Lambat laun, aku mengenal dan mengetahui sejumput cerita yang
tertoreh di bibir cokelatmu.
Aku tahu engkau adalah seorang wanita tomboy yang sering berkelana. Terhitung Denpasar, Makassar, NTT,
telah kautaklukan; terlalui dengan bangga.
Aku tahu engkau pernah bergabung dengan tim basket sebuah kampus.
Aku juga tahu bagaimana kemudian dirimu setengah hati bergabung
dalam tarbiyah. Aku juga tahu betapa
bandel dirimu hingga murobbimu
menyeretmu untuk hadir.
Aku juga tahu, ketika engkau bercerita perkara hijrahmu yang bertahap. Engkau mulai membatasi diri dengan tidak
lagi bersafar tanpa mahram dan lebih sering diam di tempatmu
berada.
Lalu, aku tahu dari kisahmu bagaimana akhirnya engkau berhijab. Berhijab sedang.
Lalu, aku juga tahu bagaimana kemudian engkau memperpanjang hijabmu dan gemar mengenakan busana abaaya gelap.
Aku juga tahu bagaimana engkau dicurigai oleh keluargamu hingga di
sidang.
Engkau juga tanpa sadar bercerita padaku bagaimana engkau dilempar
dengan handphone dan buku-buku tebal
demi menggadaikan keimanan yang engkau yakini.
Aku haru saat mendengar bagaimana engkau diusir dari rumah dengan
cadarmu itu.
Lalu, dengan itu, engkau terlontang-lantung di kosan seorang akhwat. Seadanya, engkau mengajar.
Engkau mencari penghidupan. Sesuatu yang aku tak bisa bayangkan.
Lalu, setiap diminta kembali, dengan rendah hati engkau kembali.
Namun, dengan keteguhan bahwa keputusanmu akan diterima. Namun, tidak. Orang
tua yang paling menyayangimu ternyata memasung kebebasanmu beragama. Dan
kembali engkau pergi dengan duka.
Hatimu teriris. Namun, engkau tahu bahwa mereka tetap orang tuamu.
Engkau tetap berbaik hati menghubungi mereka. Seperti baja, engkau keras saat
mereka memintamu melepas agamu. Sesuai firman Allah dalam Alquran.
Akhirnya, engkau menikah. Alhamdulillah
dengan ikhwan yang insya Allah shaleh. Dan itupun engkau
belum diterima oleh orang tuamu.
Orang tuamu tidak hadir di sana meskipun kata ‘iya’ sudah dilontarkan.

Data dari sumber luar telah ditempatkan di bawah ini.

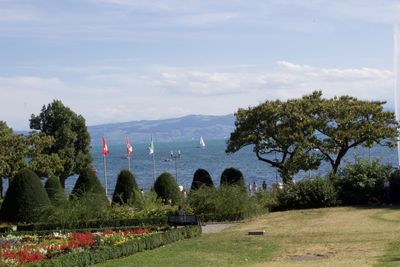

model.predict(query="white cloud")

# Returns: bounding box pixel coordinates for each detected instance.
[0,61,393,132]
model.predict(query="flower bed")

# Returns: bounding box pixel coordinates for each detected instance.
[0,228,157,266]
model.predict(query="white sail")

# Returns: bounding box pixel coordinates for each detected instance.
[199,136,206,148]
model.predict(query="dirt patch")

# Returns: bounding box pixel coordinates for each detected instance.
[201,223,235,234]
[289,254,329,261]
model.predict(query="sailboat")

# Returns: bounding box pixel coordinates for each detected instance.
[197,136,206,148]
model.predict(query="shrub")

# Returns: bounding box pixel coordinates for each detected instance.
[154,172,181,204]
[44,177,67,206]
[190,169,214,190]
[187,186,267,221]
[277,177,336,210]
[112,170,140,205]
[389,169,400,204]
[220,167,246,188]
[71,168,108,203]
[0,169,51,222]
[332,160,391,204]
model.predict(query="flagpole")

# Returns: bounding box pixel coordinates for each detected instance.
[153,152,156,182]
[103,155,108,196]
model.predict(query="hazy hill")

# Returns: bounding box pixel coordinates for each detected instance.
[88,114,234,144]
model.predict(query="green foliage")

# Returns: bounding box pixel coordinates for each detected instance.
[276,177,336,210]
[226,91,399,183]
[71,168,105,198]
[154,172,182,204]
[220,167,246,188]
[0,169,50,222]
[332,159,391,205]
[309,92,399,173]
[27,226,201,267]
[0,121,27,198]
[44,176,67,206]
[226,94,320,183]
[112,170,141,204]
[30,100,92,187]
[190,169,214,190]
[187,186,266,220]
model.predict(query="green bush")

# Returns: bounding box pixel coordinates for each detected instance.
[332,160,391,205]
[26,226,201,267]
[112,170,140,205]
[187,186,267,221]
[389,169,400,204]
[190,169,214,190]
[276,177,336,210]
[44,177,67,206]
[154,172,182,205]
[0,169,51,222]
[220,167,246,188]
[70,168,108,205]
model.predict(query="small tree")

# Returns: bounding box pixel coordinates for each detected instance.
[0,169,50,223]
[220,167,246,188]
[71,168,108,204]
[44,176,67,206]
[112,170,139,205]
[191,169,214,190]
[154,172,181,204]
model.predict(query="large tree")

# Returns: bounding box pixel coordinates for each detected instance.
[30,100,92,187]
[309,92,399,173]
[226,96,320,183]
[0,121,27,198]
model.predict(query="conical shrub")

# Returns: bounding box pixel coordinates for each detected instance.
[44,177,67,206]
[190,169,214,190]
[221,167,246,188]
[154,172,181,204]
[71,168,108,203]
[0,169,51,223]
[112,170,139,205]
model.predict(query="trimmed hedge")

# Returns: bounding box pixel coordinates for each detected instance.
[276,177,336,210]
[25,226,201,267]
[154,172,182,205]
[17,217,167,231]
[44,177,67,206]
[0,169,51,223]
[190,169,214,190]
[70,168,108,205]
[112,170,140,205]
[220,167,246,189]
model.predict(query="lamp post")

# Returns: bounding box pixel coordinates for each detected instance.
[171,150,181,183]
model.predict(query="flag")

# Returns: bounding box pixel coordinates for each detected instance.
[102,136,109,156]
[125,136,133,156]
[149,137,154,155]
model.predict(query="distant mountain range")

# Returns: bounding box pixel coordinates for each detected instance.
[88,114,235,144]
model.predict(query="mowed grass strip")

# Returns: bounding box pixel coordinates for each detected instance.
[98,207,400,267]
[96,232,278,267]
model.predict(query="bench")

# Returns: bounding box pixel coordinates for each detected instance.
[168,215,200,226]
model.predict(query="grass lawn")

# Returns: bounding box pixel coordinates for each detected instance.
[94,208,400,267]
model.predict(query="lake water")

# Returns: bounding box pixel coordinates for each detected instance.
[66,140,397,195]
[4,140,397,198]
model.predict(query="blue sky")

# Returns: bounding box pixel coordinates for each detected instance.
[0,0,400,130]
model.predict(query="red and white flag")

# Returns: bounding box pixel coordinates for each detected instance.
[102,137,109,156]
[125,136,133,156]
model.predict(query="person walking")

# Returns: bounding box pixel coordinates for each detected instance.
[383,176,392,206]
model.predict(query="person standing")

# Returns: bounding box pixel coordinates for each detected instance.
[383,177,392,206]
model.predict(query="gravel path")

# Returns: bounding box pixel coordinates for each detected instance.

Engkau berhenti bekerja demi sebuah sunnah yang ditetapkan bahwa wanita haruslah berada di rumahnya. Engkau
pun paham benar bahwa suamimu akan berkelana; berpindah. Engkau tak ingin
menyusahkannya.
Setahun berselang, orang tuamu baru menerima keputusanmu dan mulai
menghampirimu dan keluarga setelah bertahun tercampakkan.
Lambat namun pasti, waktu berganti. Bertahun-tahun lamanya engkau
belum memiliki keturunan dari suamimu. Engkau merasa itu ujian dan khawatir.
Engkau dengan segenap hati menawarkan suamimu untuk berpoligami.
Suamimu tidak menggubris dan tetap pada keputusannya bermonogami.
Was-wasmu tetap kausiagakan. Mawas.
Akhirnya, engkau hamil. Tapi, engkau kembali was-was bahwa itu
adalah bentuk ujian lain berupa kesyukuran. Dan engkau kembali mengungkapkan
tawaranmu pada suami untuk berpoligami. Suamimu tetap geming.
Engkau berkelana, tidak bersafar
selain bersama suamimu. Menahan diri dari keduniawian dan penuh syukur tidak
mengenakan celana dan bersikap jahil.
Masya Allah. Sesuatu yang sulit
kubayangkan. Hingga kini engkau memiliki tiga orang anak di suatu tempat yang
jauh.
Perjumpaan yang telah berakhir. Semoga dapat berjumpa kembali.
Engkau mengingatkanku bahwa langit itu tinggi dan bumi itu harum.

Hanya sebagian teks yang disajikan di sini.